Diesel Price Slips 2.8¢ to $4.149

Gas, Crude Oil Reach New Record Highs
By Dan Leone, Staff Reporter
This story appears in the May 12 print edition of Transport Topics.

The average price of retail diesel slipped 2.8 cents last week from its all-time record — the first decline in four weeks — as the Department of Energy released a prediction that prices would remain above $4 a gallon for the foreseeable future.
Last week’s dip in DOE’s weekly survey of filling stations left the diesel average at $4.149 a gallon and followed three weekly increases that added 22.2 cents a gallon to the total and left diesel $1.357 higher than it was a year ago. That means that the trucking industry last week paid about $991 million more for its fuel than in the corresponding week of 2007.
One analyst said that diesel prices have held near record levels because supplies have been consistently crimped by continued strong global demand.
“Global industrial demand has remained relatively strong,” Ryan Todd, a Deutsche Bank oil analyst, said last week during a House hearing on high fuel prices (see story, p. 4). “The result has been a significant tightening in global diesel markets, drawing down U.S. and other [nation’s] inventories.”
The average price of retail gasoline posted its sixth consecutive increase, rising 1 cent to a record $3.613 a gallon, DOE said May 5.
Gasoline is now 55.9 cents more expensive than at this time last year. That means the trucking industry, which burns about 290 million gallons of gasoline a week, paid $162 million more for gas last week than it did a year ago.
The diesel average has outstripped gasoline since the end of July, according to DOE data. As of last week, a gallon of diesel cost 53.6 cents more than a gallon of gas. A year ago, a gallon of gas cost 26.2 cents more than a gallon of diesel.
With fuel prices so high, at least one carrier has encouraged its drivers to slow down to improve mileage.
“One individual that was running at 68 mph was getting in the neighborhood of 5.3 miles per gallon,” said Perry Olsen, the fuel director for refrigerated carrier Fortune Transportation, Windom, Minn. The driver has since reduced his top speed by 6 mph and “he’s now up to over 6 mpg,” Olson said.
By improving fuel efficiency to 6 mpg from 5.3 mpg, a truck would require about 22 fewer gallons of diesel to travel 1,000 miles. At last week’s national average, that would save a carrier about $91 a truck for every 1,000 miles driven. If that same improvement was spread across Fortune’s fleet of 120 tractors it would save nearly $11,000 for every 1,000 miles driven.
Olsen said that while Fortune doesn’t govern the speed of its tractors, the company has set a fleetwide maximum speed limit of 68 mph.
Larger carriers also have started to take note of the fuel savings they can glean from slowing down their rigs.
On May 8, truckload carrier Schneider National announced it will dial down the speed governors on its 20,000-truck fleet to 60 mph from 63 mph (see story, p. 1).

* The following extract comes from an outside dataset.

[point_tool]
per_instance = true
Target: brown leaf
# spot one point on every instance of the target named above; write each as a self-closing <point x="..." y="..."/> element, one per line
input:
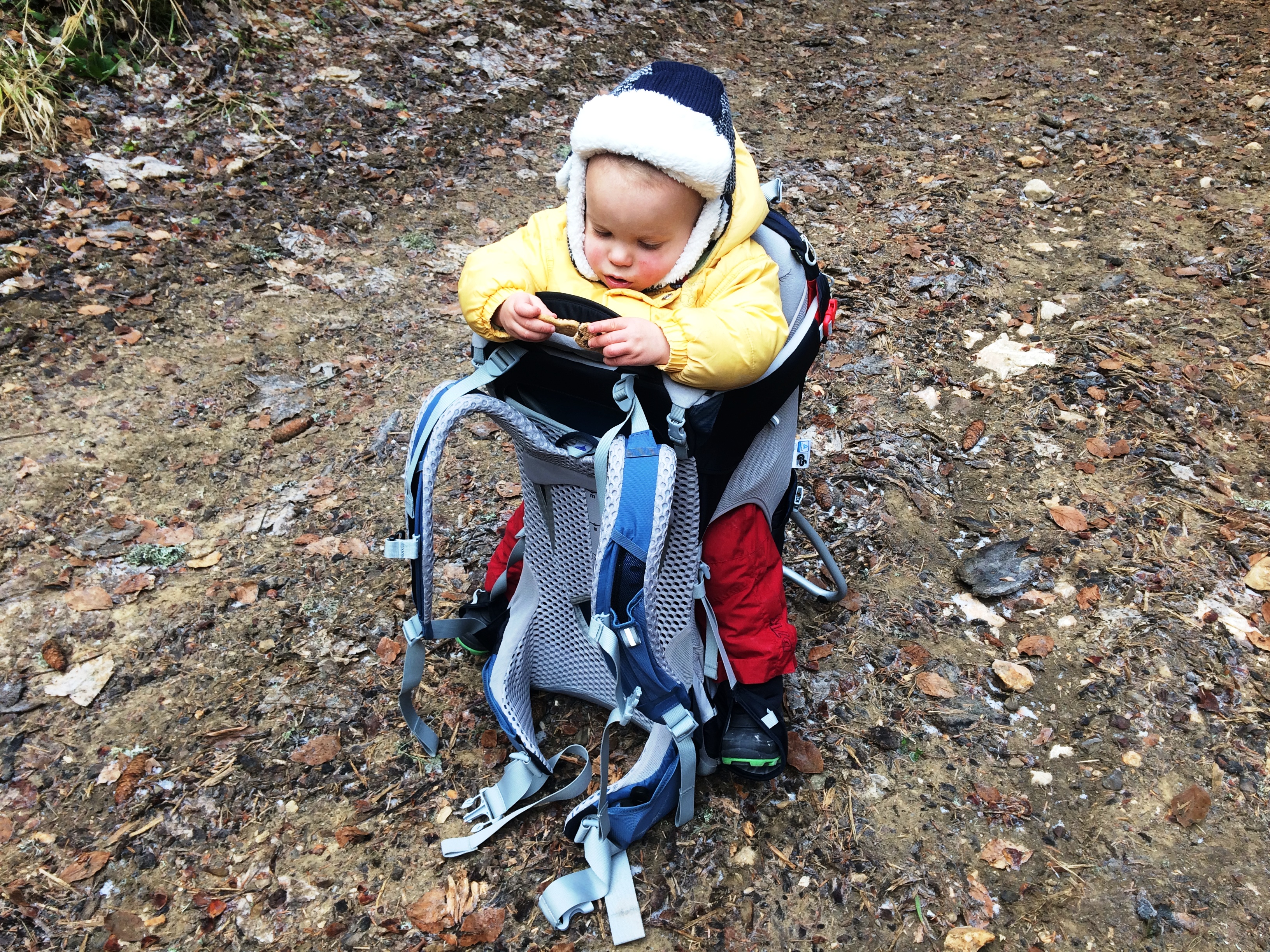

On May 6, DOE said the diesel average is likely to remain above the $4-a-gallon mark into November. It projected diesel to remain about $4.14 through June before beginning a slow decline to $3.99 in November and $3.90 a gallon in December.
The projections reflect “global strength in diesel demand,” DOE said in its monthly energy outlook.
In a separate report, DOE said distillate stocks, which include diesel, fell to 105.7 million barrels in the week ended May 2, down from 118.8 million barrels a year earlier.
Domestic distillate demand rose to 4.2 million barrels a day from 4.1 million barrels a day, DOE said.
The report also said crude oil stocks fell to 325.6 million barrels, compared with 341.2 million barrels a year ago, but gasoline stocks rose to 211.9 million barrels from 193.5 million barrels.
“U.S. refining capacity . . . is maximized to produce gasoline, not diesel,” which is keeping pressure on diesel prices, Deutsche Bank’s Todd said.
Also last week, crude oil prices on the New York Mercantile exchange soared to a record $123.69 a barrel, $68.88 higher than a year ago.
Some 91 members of Congress, including House Speaker Nancy Pelosi (D-Calif.), sent a letter to the White House asking President Bush to temporarily suspend government purchases for the Strategic Petroleum Reserve.
In the letter, lawmakers said  a moratorium on SPR fill-ups could lower the price of crude oil by about $2 a barrel.